Education and training: I am a former chair and board member emeritus of the Association of Psychology Postdoctoral and Internship Centers and former chair of the Council of Chairs of Training Councils. I chaired the 2002 Competencies Conference and have been a leader in the competencies movement. I served on APA's Board of Educational Affairs and chaired the Georgia Psychological Association's academic affairs committee. I received the APA Distinguished Contributions for Education and Training Award and the APPIC Award for Excellence in Postdoctoral Training.
Practice: I am board-certified in clinical psychology, clinical child and adolescent psychology, and couple and family psychology, and serve as a private practitioner through the Emory Clinic and the psychologist for the Atlanta Ballet. I am a former associate editor of Professional Psychology: Research and Practice and the Journal of Clinical Psychology in Medical Settings. I also served on APA's Board of Professional Affairs and received the Rosalee G. Weiss Lecture Award and the Florence Halpern Award for Distinguished Contributions to Clinical Psychology.
Public Interest: I work at Grady Health System, an inner-city hospital serving marginalized populations, underscoring my commitment to working on behalf of social justice for patients and communities. I learned much about policy endeavors as a U.S. Department of Health and Human Services Primary Care Public Policy Fellow. One of my most gratifying experiences was working with members of Congress on the Health Care Fairness Act to include psychology. For these efforts, I received a Karl F. Heiser Award for Distinguished Contributions in Advocacy in Psychology. I helped many people whose lives were affected by Hurricane Katrina, but none meant more to me than assisting trainees from affected areas. I was touched when these efforts were acknowledged with an APA Presidential Citation. As a member of Rosalynn Carter's Mental Health Advisory Board and other advisory boards, I am a frequent media guest.
Running for APA president reflects my desire to advocate for quality psychological services, state-of-the-art research, competency-based training and credentialing, and reducing mental health disparities. My theme is "Uniting Psychology for the Future." I will engage psychologists representing science, practice, education and public interest to address my initiatives, advance APA's strategic plan and influence policy.
My presidential initiatives:
Create psychologically minded child and family centered health care: With changes in health-care reform, psychologists must play a central and leadership role in delivering and evaluating interprofessional care in patient-centered medical homes for children and their families. Internal and external partnerships need to be employed to optimize health care for children with medical and mental health needs and their families and create and implement effective prevention programs.

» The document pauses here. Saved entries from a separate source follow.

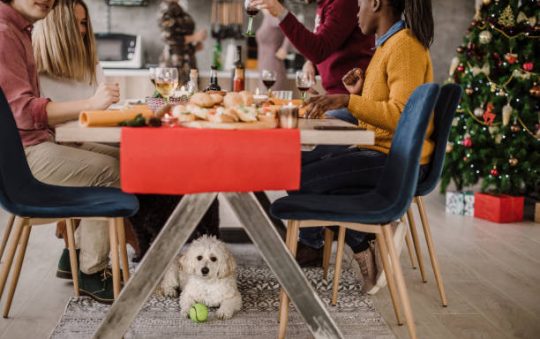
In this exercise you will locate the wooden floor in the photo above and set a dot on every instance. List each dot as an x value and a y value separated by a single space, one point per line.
491 273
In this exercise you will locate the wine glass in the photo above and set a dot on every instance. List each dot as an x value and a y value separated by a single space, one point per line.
166 81
303 83
251 11
268 78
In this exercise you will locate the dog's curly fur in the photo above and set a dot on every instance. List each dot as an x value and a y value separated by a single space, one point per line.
206 274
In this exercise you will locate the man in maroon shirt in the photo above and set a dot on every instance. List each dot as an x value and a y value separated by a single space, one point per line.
82 165
336 45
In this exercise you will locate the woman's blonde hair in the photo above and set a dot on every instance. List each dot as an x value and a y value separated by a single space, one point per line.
60 49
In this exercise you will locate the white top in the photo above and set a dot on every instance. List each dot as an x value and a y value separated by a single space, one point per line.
60 90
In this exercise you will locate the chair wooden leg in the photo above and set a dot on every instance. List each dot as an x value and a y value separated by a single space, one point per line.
431 250
418 249
398 275
389 278
7 231
70 230
120 228
18 266
327 252
284 298
6 268
114 257
409 243
339 260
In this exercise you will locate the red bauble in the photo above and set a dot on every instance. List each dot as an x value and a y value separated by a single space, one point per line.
528 66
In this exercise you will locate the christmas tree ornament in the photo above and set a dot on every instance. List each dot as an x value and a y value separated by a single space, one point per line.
507 112
489 116
485 37
528 66
467 141
511 58
478 112
535 91
507 18
513 161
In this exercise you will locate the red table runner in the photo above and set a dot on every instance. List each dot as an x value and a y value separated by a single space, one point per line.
183 161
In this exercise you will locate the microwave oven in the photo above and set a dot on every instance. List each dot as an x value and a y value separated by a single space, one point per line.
117 50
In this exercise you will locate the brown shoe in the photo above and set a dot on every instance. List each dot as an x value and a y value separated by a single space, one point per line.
308 256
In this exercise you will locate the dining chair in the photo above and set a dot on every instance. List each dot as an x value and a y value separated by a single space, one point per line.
35 203
373 211
444 114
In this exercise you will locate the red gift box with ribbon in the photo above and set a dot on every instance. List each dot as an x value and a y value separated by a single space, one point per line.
184 161
498 208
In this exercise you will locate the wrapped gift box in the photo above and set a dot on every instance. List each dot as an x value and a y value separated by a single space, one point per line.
460 203
498 208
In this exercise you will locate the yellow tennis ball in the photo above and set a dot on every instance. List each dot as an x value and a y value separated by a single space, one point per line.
198 313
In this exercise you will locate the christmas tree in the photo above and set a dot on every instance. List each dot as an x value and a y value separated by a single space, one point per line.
495 133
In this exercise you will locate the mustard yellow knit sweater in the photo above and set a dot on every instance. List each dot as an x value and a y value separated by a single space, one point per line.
400 65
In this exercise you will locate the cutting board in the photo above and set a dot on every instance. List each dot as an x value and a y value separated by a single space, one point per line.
230 125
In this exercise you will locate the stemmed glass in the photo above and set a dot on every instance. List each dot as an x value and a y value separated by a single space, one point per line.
268 78
251 11
166 81
303 83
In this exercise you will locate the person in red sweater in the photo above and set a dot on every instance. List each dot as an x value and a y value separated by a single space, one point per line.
335 46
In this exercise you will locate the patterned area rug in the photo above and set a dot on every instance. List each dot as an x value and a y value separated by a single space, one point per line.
160 317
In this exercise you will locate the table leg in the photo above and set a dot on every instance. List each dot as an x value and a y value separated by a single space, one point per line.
288 273
165 248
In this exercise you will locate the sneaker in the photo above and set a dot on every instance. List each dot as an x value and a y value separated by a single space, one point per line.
64 265
307 256
98 286
399 239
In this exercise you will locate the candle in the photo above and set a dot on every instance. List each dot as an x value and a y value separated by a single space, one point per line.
288 116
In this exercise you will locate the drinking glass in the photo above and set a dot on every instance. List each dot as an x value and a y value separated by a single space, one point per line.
251 12
166 81
303 83
268 78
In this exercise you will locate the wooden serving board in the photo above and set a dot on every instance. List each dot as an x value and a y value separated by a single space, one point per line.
229 125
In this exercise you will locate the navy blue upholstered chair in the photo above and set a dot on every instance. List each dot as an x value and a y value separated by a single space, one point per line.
36 203
372 211
444 113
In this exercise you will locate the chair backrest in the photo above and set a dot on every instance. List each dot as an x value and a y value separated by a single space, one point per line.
14 171
444 114
399 178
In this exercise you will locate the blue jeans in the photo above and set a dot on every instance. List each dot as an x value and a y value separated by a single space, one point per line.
339 169
342 114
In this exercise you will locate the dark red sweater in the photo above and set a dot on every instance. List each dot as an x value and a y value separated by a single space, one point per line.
336 46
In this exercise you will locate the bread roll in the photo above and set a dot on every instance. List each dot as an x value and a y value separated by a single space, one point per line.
202 100
232 99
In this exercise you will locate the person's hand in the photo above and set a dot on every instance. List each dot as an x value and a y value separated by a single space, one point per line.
309 69
354 81
274 7
106 95
281 53
317 106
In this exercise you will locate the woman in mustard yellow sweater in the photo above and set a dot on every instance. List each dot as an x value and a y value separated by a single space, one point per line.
400 64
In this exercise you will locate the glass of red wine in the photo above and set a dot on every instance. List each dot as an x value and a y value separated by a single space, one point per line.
268 78
251 12
303 83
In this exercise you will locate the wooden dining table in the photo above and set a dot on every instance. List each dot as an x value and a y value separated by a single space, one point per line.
251 214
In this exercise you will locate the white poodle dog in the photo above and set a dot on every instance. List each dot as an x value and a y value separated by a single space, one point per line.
205 274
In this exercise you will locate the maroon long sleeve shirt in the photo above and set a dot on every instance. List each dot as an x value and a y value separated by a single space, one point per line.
19 78
336 46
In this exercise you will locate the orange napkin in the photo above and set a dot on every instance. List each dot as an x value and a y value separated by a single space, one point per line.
111 118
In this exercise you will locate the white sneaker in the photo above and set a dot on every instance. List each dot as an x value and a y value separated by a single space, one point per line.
399 238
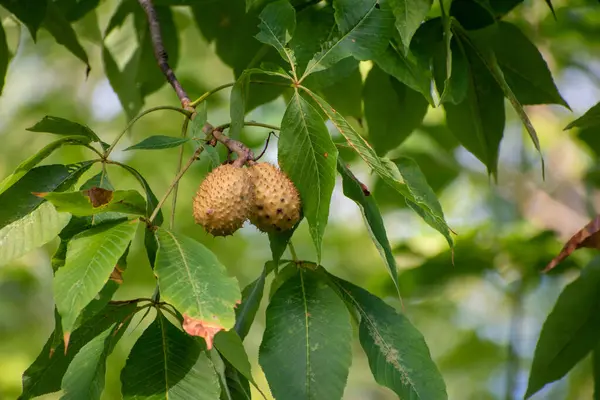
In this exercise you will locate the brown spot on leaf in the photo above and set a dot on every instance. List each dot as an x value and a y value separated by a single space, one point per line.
117 275
98 196
204 329
588 236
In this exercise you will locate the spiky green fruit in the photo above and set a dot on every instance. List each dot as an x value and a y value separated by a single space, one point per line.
224 200
276 200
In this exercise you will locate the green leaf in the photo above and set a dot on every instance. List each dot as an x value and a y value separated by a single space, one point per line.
151 200
277 26
524 68
353 189
123 82
165 363
158 142
30 232
365 29
345 95
91 257
392 110
386 171
308 156
591 119
406 70
84 378
398 355
29 12
46 372
409 14
18 201
307 323
478 122
570 331
192 279
82 203
230 346
61 126
4 57
251 298
35 159
58 26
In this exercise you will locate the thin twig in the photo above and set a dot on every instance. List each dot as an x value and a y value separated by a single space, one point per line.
133 121
174 183
179 164
160 53
266 147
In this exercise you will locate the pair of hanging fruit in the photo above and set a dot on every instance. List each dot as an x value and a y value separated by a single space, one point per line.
261 193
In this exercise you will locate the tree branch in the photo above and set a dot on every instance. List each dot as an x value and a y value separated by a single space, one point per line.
161 54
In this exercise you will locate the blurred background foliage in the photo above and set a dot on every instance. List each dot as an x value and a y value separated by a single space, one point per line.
481 316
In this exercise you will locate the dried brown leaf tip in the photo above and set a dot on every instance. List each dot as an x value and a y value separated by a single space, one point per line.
204 329
588 237
117 275
98 196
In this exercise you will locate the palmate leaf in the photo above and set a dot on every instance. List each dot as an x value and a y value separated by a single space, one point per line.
165 363
365 29
398 355
277 26
35 159
84 378
91 257
308 156
46 372
96 200
353 190
30 232
192 279
570 331
428 209
392 110
61 126
17 201
301 317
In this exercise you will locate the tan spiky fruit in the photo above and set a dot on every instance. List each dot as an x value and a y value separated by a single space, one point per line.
224 200
276 200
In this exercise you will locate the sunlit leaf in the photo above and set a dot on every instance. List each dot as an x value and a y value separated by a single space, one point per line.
87 202
84 377
91 257
61 126
165 363
570 331
365 29
409 14
251 298
308 155
356 191
307 323
392 110
192 279
386 170
18 201
398 355
46 372
30 232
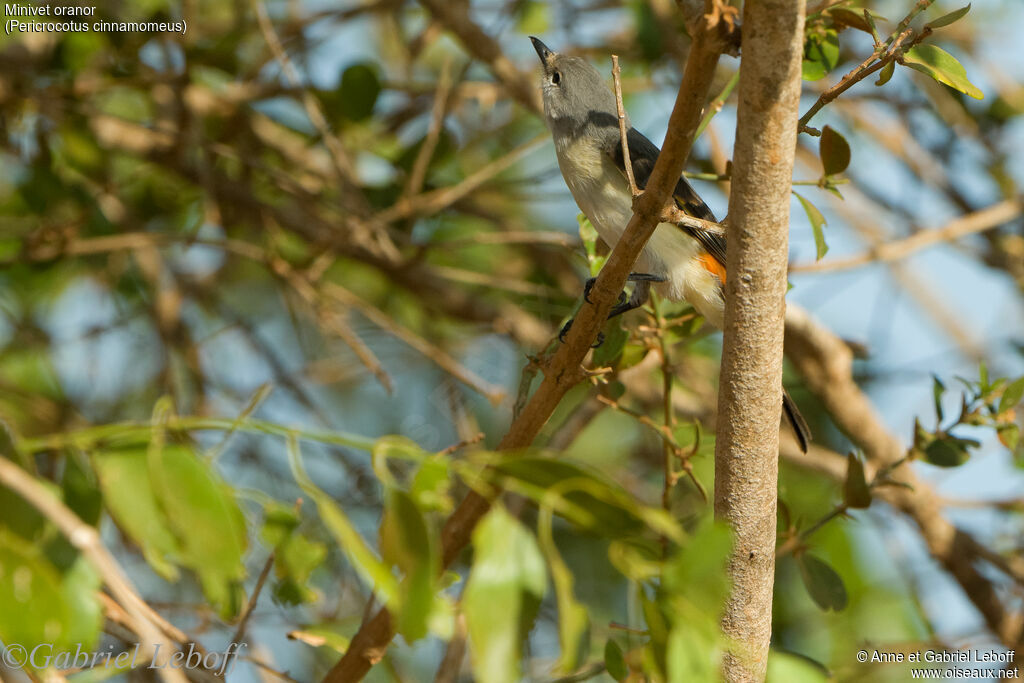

Enhance the pipeline for students and early career psychologists: The ongoing crisis in our psychology educational system has resulted in a serious imbalance between the number of graduate students seeking internships and the availability of accredited positions. In addition, with our country's economic difficulties, the job market for early career psychologists is challenging. We must take bold steps toward collaboratively addressing these crises and establishing solutions and recommendations for model and novel internships and jobs.
Recruit and retain scientists in APA: To continue current and upcoming presidential efforts regarding recognizing psychology as a STEM science, engaging early career scientists, and retaining mid-career and senior scholars, creative outreach and programming activities that help ensure that APA is a positive, meaningful home for scientists across the professional lifespan are needed.
Is occupation a sex-linked gene in the Kaslow family? My father and brother are financial planners. My mother and I are psychologists involved in APA. Whether genetic or environmental, psychology is in my blood, heart, mind and psyche. That is why I would love to be your president.